Livre d'or
C’est passionnant et touchant de te rencontrer à travers tes impressions de jeunesse.
Guillaume…
Bonsoir Hubert,
Cela va être une vraie découverte car papa n’en a pas trop parlé… personnellement, j’étais au courant d’un voyage dans ces lointaines contrées avec des passages de frontière planqué dans une barque mais finalement je n’en sais pas beaucoup plus.
Je vais donc prendre un grand plaisir à Découvrir la graine d’aventurier qui a toujours sommeillé en mon père et pour cela un grand merci d’avance.
À bientôt.
Jeremy
(Message WhatsApp - 23 juin 2026)
Bonjour Hubert,
Merci beaucoup pour ce superbe souvenir que tu formalises et nous partages.
Papa nous avait souvent évoqué ce voyage avec toi aussi comme une des ses plus belles expériences. Je vais regarder cela avec beaucoup de plaisir.
Un grand merci encore pour ce travail.
À bientôt
Sébastien
(Message WhatsApp - 22 juin 2026)
Excellent merci beaucoup Hubert on prendra le temps de regarder ça, avec aussi les petits enfants 😀 de Gino.
A bientôt, Mikaël
(Message WhatsApp - 22 juin 2026)
Géniale l'idée.
Toi aussi tu avais un journal comme les jeunes filles de l'époque ?
Et oui, cette envie de découverte "à la dure, sans sou et à l 'inconnu" existait chez les jeunes d'il y a 60 ans. Inchallah, disait-on.
De bons souvenirs comme une panne de notre ami 6 qui étrennait ses 100.000 km dans le désert en route vers Palmyre...

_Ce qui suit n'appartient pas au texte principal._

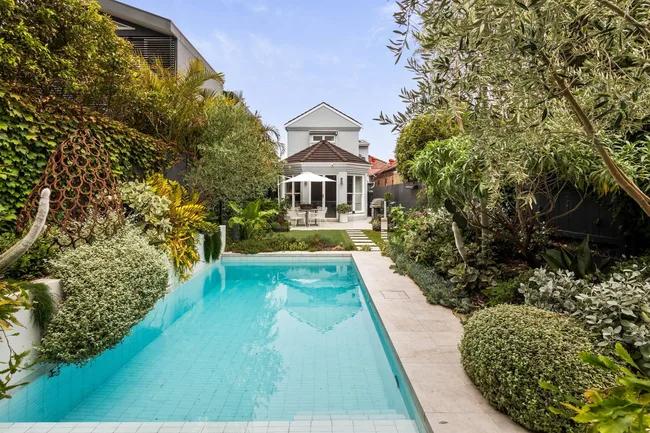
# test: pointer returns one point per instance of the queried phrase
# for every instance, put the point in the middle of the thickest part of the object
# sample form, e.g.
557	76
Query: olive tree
577	67
238	160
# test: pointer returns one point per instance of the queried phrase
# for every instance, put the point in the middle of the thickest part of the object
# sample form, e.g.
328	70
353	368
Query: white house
325	141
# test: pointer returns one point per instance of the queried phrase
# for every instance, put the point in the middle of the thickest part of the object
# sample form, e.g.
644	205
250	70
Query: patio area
335	225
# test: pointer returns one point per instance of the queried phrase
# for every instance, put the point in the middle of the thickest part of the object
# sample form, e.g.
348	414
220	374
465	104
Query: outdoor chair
318	216
296	217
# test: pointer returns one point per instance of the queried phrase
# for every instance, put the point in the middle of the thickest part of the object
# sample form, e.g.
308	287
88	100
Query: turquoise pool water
277	340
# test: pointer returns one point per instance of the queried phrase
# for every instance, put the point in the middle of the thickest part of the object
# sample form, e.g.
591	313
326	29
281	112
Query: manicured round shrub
109	286
507	350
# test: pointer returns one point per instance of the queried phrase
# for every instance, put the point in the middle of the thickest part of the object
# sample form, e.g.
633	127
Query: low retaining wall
30	335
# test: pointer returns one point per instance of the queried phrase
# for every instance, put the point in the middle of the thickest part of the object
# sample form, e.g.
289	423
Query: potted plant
343	209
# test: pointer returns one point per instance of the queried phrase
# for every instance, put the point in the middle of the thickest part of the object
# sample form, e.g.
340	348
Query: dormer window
317	137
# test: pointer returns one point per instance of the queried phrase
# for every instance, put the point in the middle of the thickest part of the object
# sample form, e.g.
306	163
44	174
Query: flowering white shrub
109	286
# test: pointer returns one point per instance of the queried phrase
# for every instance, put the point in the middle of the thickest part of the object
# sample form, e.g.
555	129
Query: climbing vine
31	128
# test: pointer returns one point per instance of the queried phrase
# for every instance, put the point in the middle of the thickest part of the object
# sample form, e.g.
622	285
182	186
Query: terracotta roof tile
324	151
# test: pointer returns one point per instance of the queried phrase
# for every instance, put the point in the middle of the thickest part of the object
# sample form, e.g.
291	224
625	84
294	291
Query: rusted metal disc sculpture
85	198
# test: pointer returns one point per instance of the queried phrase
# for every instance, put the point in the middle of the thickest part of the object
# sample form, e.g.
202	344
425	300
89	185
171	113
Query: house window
355	193
293	191
316	138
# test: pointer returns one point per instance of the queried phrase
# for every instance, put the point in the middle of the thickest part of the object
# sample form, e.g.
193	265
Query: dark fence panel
402	194
590	218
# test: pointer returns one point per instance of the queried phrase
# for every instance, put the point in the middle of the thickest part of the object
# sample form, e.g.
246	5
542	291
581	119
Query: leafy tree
577	67
251	219
417	133
169	105
237	162
62	47
507	188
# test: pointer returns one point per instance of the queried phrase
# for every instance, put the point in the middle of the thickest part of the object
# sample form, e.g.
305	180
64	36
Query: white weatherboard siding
323	119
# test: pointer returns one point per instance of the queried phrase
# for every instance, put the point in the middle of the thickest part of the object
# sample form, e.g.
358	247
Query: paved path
360	239
426	340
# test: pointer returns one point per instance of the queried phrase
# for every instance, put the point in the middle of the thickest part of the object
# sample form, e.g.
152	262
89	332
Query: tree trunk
458	239
619	176
37	229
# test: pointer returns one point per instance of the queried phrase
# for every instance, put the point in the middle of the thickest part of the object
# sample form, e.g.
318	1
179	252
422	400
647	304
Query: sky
287	56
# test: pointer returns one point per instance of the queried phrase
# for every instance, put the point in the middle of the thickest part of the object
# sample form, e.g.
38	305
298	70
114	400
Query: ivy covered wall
31	128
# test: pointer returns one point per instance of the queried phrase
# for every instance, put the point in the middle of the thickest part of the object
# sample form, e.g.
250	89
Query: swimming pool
280	340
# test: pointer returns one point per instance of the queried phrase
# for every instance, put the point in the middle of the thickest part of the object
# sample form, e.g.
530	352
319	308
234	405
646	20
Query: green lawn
375	237
333	236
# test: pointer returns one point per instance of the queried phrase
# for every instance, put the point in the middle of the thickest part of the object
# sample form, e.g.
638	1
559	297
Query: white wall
323	119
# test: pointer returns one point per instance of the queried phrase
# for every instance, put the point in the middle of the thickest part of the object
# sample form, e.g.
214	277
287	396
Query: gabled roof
323	105
386	169
376	165
324	151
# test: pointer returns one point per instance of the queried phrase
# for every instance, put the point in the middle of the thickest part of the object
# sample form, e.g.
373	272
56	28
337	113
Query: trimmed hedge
507	350
437	290
31	128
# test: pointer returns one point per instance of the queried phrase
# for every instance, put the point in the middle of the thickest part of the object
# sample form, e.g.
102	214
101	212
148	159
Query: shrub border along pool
428	358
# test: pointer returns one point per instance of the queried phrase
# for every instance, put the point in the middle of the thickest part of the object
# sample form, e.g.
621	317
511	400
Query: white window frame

Continue à nous remémoriser votre aventure. C'est génial.
Philippe
Ce qui est remarquable, c'est que ton récit a déjà traversé près de soixante ans avant d'arriver sur mescarnets.net
Quand je relis les épisodes, je me dis que tu fais plus qu'un simple récit de voyage. Tu reconstitues peu à peu une époque disparue :
Je trouve que ton récit prend une très belle tournure : à partir du retour d'Istanbul, on sent apparaître une autre dimension du voyage. Ce n'est plus seulement la découverte de l'Orient, mais aussi le retour progressif vers l'Europe, avec la fatigue accumulée, la séparation avec Gino, les nuits à la belle étoile, les rencontres improbables et cet autostop qui devient presque un mode de vie.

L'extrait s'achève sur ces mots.